I have to admit, it’s an area I have become unfamiliar with, having competed at sea in less than a handful of events in the last 25 years. But recently it was our bumpy racetrack, and on the second day of the championships the wind got up a bit. The first race was great – we were going fast upwind and not being overtaken too much downwind and got our best ever nationals race result. 

For the second race, the wind got up a bit more and the sea state choppier (apparently it was impossible to stand in the large motorboat acting as the Committee Boat). It was looking like another good result (for us) as we started the second beat. Going left paid but, as we prepared to tack onto starboard to go that way, my crew lost his footing. He fell onto me, and I was pushed into the boat and the tiller across. We tacked with us both on the windward side and the inevitable happened. I wasn’t able to climb up and over onto the centreboard and so we turned turtle (mast pointing downwards).

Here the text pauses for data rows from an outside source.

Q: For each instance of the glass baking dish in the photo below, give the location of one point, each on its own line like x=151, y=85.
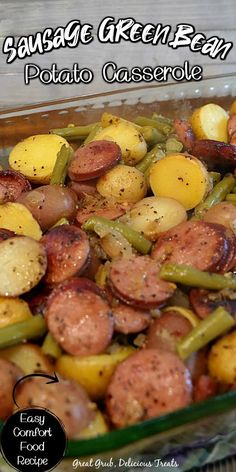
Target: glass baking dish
x=203, y=432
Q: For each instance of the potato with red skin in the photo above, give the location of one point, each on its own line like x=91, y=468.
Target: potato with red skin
x=9, y=374
x=49, y=203
x=148, y=383
x=66, y=399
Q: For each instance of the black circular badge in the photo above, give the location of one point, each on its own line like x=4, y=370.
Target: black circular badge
x=33, y=440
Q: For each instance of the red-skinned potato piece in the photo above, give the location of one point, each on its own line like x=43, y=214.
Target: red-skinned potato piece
x=66, y=399
x=14, y=184
x=184, y=133
x=49, y=203
x=202, y=245
x=215, y=153
x=148, y=383
x=166, y=331
x=67, y=248
x=135, y=281
x=79, y=318
x=9, y=374
x=93, y=160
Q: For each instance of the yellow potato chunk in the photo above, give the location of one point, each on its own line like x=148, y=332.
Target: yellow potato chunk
x=17, y=218
x=131, y=141
x=28, y=357
x=210, y=122
x=123, y=184
x=13, y=310
x=92, y=372
x=35, y=156
x=222, y=359
x=181, y=177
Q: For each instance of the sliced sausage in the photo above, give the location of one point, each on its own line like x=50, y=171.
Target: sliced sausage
x=147, y=384
x=87, y=187
x=166, y=331
x=5, y=234
x=215, y=153
x=135, y=280
x=79, y=318
x=66, y=399
x=99, y=207
x=128, y=319
x=9, y=374
x=93, y=160
x=231, y=126
x=14, y=183
x=197, y=243
x=206, y=301
x=205, y=387
x=67, y=250
x=184, y=133
x=50, y=203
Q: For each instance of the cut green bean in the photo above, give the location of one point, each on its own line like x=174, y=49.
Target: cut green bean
x=215, y=177
x=187, y=275
x=74, y=132
x=164, y=128
x=93, y=133
x=138, y=241
x=16, y=333
x=155, y=154
x=217, y=195
x=231, y=197
x=152, y=136
x=62, y=221
x=50, y=347
x=217, y=323
x=60, y=169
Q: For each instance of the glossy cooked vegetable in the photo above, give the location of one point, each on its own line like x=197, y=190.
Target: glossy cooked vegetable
x=123, y=184
x=36, y=156
x=24, y=261
x=181, y=177
x=210, y=122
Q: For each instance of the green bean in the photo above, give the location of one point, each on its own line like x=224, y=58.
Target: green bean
x=60, y=168
x=140, y=243
x=50, y=347
x=16, y=333
x=217, y=195
x=62, y=221
x=231, y=197
x=187, y=275
x=93, y=133
x=163, y=128
x=152, y=136
x=155, y=154
x=173, y=145
x=208, y=329
x=74, y=132
x=215, y=177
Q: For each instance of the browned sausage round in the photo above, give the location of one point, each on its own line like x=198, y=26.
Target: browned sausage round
x=166, y=331
x=184, y=133
x=197, y=243
x=215, y=153
x=66, y=399
x=135, y=280
x=147, y=384
x=50, y=203
x=67, y=250
x=14, y=183
x=5, y=234
x=93, y=160
x=128, y=319
x=79, y=319
x=9, y=374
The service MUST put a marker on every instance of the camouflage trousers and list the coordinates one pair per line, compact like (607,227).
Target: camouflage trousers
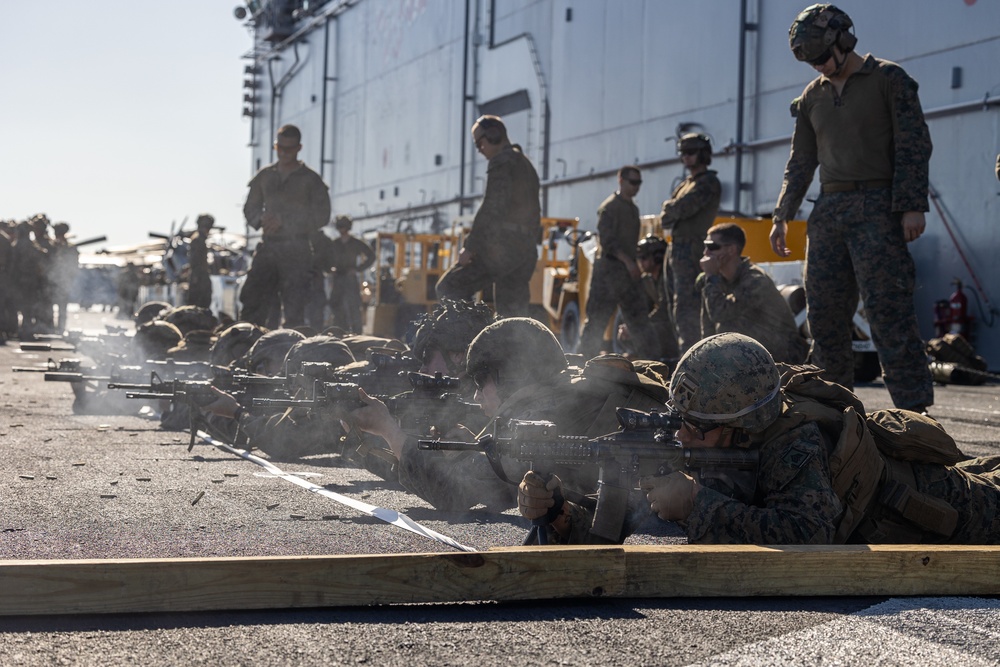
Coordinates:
(280,268)
(511,284)
(612,287)
(856,245)
(682,271)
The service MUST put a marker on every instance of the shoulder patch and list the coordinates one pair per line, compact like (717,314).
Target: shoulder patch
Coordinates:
(796,457)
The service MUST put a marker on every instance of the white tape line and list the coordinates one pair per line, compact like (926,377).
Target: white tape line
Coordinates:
(389,516)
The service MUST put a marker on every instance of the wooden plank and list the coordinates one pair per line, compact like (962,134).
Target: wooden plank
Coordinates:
(162,585)
(522,573)
(700,571)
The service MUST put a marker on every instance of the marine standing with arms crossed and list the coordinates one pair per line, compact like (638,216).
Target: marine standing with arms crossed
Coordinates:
(617,279)
(288,202)
(501,250)
(688,214)
(860,121)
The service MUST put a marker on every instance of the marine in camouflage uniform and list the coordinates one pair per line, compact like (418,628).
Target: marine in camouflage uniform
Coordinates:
(8,311)
(730,393)
(289,202)
(501,249)
(616,278)
(860,121)
(687,215)
(521,373)
(650,254)
(349,257)
(28,280)
(738,296)
(448,480)
(64,271)
(200,279)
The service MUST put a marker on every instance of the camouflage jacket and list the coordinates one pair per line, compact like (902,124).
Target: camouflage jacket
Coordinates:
(692,207)
(794,501)
(617,227)
(301,198)
(508,222)
(879,108)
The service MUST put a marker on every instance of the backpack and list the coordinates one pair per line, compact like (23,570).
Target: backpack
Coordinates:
(869,464)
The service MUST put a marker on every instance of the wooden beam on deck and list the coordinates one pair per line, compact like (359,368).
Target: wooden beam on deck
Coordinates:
(522,573)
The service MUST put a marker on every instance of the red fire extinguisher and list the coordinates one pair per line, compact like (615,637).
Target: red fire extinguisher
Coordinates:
(958,304)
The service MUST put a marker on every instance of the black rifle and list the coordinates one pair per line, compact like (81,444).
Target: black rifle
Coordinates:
(341,395)
(194,393)
(433,406)
(644,446)
(53,366)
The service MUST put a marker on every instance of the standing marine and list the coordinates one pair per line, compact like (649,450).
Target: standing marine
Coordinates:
(288,202)
(616,281)
(861,123)
(501,250)
(687,215)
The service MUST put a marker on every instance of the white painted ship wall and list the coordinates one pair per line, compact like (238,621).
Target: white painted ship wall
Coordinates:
(385,91)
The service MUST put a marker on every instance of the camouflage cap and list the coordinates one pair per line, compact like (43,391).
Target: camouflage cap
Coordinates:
(149,310)
(651,245)
(154,339)
(190,318)
(234,342)
(694,141)
(272,347)
(450,328)
(728,379)
(517,351)
(195,346)
(320,348)
(818,28)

Having had one and a half windy races I was already pretty exhausted and, like I did when I last sailed two-man spinnaker trapeze boats in the 1980s, relied on my heavier, fitter crew. But try as he could, he wasn’t able to get the boat upright and stay upright. Over it went, time and time again. A rescue boat came to our assistance, but it was difficult in that sea state. 

At one stage we had secured a line to our forestay but unfortunately it went round my body on its route to the RIB. The only way to get out of that was to go underwater – not pleasant. Another time those things at the back of the RIB which provide its propulsion but wouldn’t take much notice of a wetsuit-clad leg were what I thought was frighteningly close to me – even when I think about it now, I try to move my legs away.

We drifted back through the finishing line, getting in the way of the finishers, but had fortunately cleared the start line for the next start. Eventually, after what I guess was about 40 minutes, with the help of another RIB holding our mast with the boat on its side, I managed to get the mainsail down, my crew righted the boat and somehow, I managed to get in and hang on the trapeze to allow my crew to board the other side. We had a long, bumpy tow in and were very grateful to our rescuers as well as our fellow sailors who took our boat off us and de-rigged it as we went for a sit down and shower.

It took me several days to recover.

Were we safe at sea? Yes, when we were upright, but the sea bites, particularly when something goes wrong and, to be frank, I wasn’t up to dealing with it. Thank goodness for the volunteers who gave up their bank holiday weekend to keep us safe at sea.